What is BioNeMo?#

Generative AI and large language models (LLMs) are achieving incredible breakthroughs in chemistry and biology, such as enabling 3D protein structure prediction, property prediction, and even the generation of novel protein sequences and molecules. This progress has facilitated developments in the pharmaceutical industry, such as antibody design, small-molecule drug design, and newer approaches like RNA aptamer and peptide-based therapeutics. As each of these pieces comes into play, their respective models may need additional fine-tuning or optimization to thoroughly explore or understand the biomolecular space, leading to the need for centralized infrastructure for model development and deployment.
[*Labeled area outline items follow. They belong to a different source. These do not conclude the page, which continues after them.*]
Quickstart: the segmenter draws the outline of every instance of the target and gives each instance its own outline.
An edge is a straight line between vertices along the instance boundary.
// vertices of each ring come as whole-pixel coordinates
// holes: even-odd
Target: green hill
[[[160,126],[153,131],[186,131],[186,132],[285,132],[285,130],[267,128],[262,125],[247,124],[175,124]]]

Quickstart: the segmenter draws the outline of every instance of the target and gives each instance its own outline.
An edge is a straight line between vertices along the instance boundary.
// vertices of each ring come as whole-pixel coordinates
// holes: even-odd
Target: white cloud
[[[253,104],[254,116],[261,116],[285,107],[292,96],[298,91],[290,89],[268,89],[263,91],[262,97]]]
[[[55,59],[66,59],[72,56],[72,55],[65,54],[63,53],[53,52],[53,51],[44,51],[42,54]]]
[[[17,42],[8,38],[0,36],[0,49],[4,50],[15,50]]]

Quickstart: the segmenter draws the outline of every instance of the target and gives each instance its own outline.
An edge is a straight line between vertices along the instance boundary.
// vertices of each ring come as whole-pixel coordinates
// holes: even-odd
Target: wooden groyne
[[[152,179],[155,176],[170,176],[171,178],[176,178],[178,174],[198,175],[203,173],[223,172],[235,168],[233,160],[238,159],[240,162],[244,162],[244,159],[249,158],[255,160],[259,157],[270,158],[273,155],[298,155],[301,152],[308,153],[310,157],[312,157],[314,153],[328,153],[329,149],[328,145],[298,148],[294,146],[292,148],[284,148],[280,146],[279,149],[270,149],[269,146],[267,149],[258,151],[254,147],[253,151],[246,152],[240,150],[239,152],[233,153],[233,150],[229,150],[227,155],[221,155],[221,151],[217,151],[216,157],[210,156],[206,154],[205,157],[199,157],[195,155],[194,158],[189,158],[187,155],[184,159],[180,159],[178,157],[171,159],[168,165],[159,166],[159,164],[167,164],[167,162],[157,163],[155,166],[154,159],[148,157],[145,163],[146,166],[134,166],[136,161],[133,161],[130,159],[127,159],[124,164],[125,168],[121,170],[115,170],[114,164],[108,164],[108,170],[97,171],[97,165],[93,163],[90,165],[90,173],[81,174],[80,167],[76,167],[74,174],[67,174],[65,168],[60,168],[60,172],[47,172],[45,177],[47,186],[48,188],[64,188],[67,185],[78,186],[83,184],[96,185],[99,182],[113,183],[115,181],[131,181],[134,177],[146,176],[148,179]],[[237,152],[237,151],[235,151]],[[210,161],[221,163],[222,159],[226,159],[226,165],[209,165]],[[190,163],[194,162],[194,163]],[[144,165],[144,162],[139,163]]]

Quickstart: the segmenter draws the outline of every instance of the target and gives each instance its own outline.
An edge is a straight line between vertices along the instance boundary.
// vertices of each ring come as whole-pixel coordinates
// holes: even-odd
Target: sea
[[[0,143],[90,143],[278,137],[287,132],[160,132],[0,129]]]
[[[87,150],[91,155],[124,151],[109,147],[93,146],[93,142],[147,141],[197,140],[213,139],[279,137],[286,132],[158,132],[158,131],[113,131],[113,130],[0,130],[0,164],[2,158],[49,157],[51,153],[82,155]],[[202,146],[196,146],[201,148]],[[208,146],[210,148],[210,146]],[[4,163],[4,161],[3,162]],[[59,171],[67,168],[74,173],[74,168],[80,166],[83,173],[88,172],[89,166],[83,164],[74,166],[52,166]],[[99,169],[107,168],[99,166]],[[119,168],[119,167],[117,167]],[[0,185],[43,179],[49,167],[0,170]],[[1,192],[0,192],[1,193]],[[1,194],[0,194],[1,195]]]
BioNeMo Framework is a free to use collection of programming tools and packages offering access to optimized, pre-trained biomolecular models and workflows, along with versatile functionalities for building and customizing models, including training and fine-tuning. Capabilities span various workloads and therapeutic modalities, such as molecular generation and representation learning, protein structure prediction and representation learning, protein-ligand and protein-protein docking, and DNA/RNA/single-cell embedding.

BioNeMo NIMs are easy-to-use enterprise-ready inference microservices with built-in API endpoints. NIMs are engineered for scalable, self-hosted or cloud-hosted deployment of optimized, production-grade biomolecular foundation models on any cloud or data center. Check out the growing list of BioNeMo NIMs here.

When selecting between the BioNeMo Framework and BioNeMo NIMs, the specific requirements of your project should guide your decision. The BioNeMo Framework is suitable for scenarios that necessitate model training, fine-tuning, or customization, as it provides a comprehensive suite of tools and packages for building and tailoring models. However, this framework requires a more complex setup procedure and familiarity with the code base. In contrast, BioNeMo NIMs are optimized for inference-only workflows, offering easy-to-use, enterprise-ready inference microservices with built-in API endpoints that are quick to deploy and utilize. Additionally, NIMs may be optimized for specific hardware, potentially resulting in accelerated inference times and increased throughput. As a general guideline, the BioNeMo Framework is recommended for use cases that necessitate custom model development or require a high degree of control over the modeling process. Conversely, BioNeMo NIMs are the preferred choice when only inference against an existing model is required.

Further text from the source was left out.